Deep Dive: A Line-by-Line Explanation of My Deployment YAML File¶
The key to this task was understanding the initContainers block and how it relates to the containers and volumes blocks.
[Image of a Kubernetes Pod with an Init Container]
apiVersion: apps/v1
kind: Deployment
metadata:
name: ic-deploy-devops
labels:
app: ic-devops
spec:
replicas: 1
selector:
matchLabels:
app: ic-devops
template:
metadata:
labels:
app: ic-devops
spec:
# This 'initContainers' block is the new and most important part.
# It's a list of containers that will run to completion in order before the main containers start.
initContainers:
- name: ic-msg-devops
image: debian:latest
# This command runs once, creates the file, and then the container exits successfully.
command: ["/bin/bash", "-c", "echo Init Done - Welcome to xFusionCorp Industries > /ic/beta"]
# It mounts the shared volume so it can write the file.
volumeMounts:
- name: ic-volume-devops
mountPath: /ic
# This is the standard 'containers' block for the main application.
containers:
- name: ic-main-devops
image: debian:latest
# This command runs a continuous loop to read the file created by the init container.
command: ["/bin/bash", "-c", "while true; do cat /ic/beta; sleep 5; done"]
# It mounts the SAME shared volume so it can read the file.
volumeMounts:
- name: ic-volume-devops
mountPath: /ic
# This 'volumes' block at the Pod level defines the volume that is shared.
volumes:
- name: ic-volume-devops
# 'emptyDir' is a temporary directory that is created with the Pod and
# destroyed when the Pod is deleted. It's perfect for sharing files
# between containers in the same Pod.
emptyDir: {}
Common Pitfalls for Beginners¶
- Init Container Fails to Complete: If the command in my init container had an error and exited with a non-zero code, it would get stuck in a restart loop (Init:CrashLoopBackOff), and my main container would never start.
- Confusing initContainers and containers: The two blocks look very similar, but they have different purposes and lifecycles. It's important to put the setup logic in the initContainers section.
- Volume Name Mismatch: The name in a container's volumeMounts section must exactly match the name of a volume defined in the Pod's volumes section. A typo will cause the Pod to fail to start.

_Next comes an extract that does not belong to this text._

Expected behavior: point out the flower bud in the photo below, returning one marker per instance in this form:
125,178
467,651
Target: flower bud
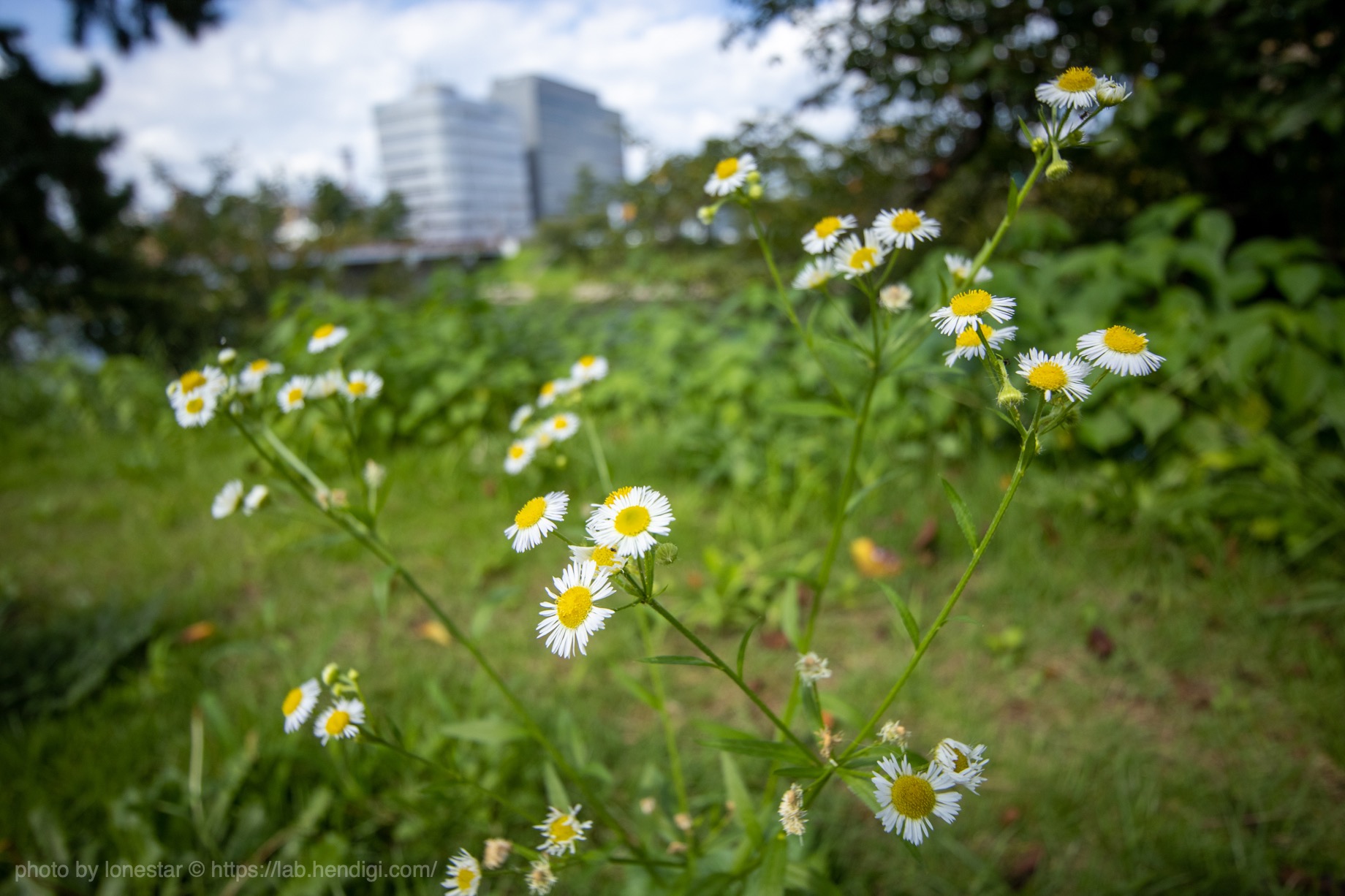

- Forgetting to Verify with logs: The only way to know for sure that the main container is seeing the result of the init container's work is to check its logs. kubectl get pods only shows that it's running, not that it's functioning correctly.
Exploring the Essential kubectl Commands¶
- kubectl apply -f [filename.yaml]: The standard way to create or update resources from a manifest file.
- kubectl get pods -w: Gets a list of Pods and watches for changes. This is incredibly useful for observing the startup sequence of a Pod, including the Init state.
- kubectl describe pod [pod-name]: Describes a Pod in great detail. I could have used this to see the status of the init container and the main container separately.
- kubectl logs [pod-name] -c [container-name]: Shows the logs from a specific container within a multi-container Pod. This was the essential command for my final verification step.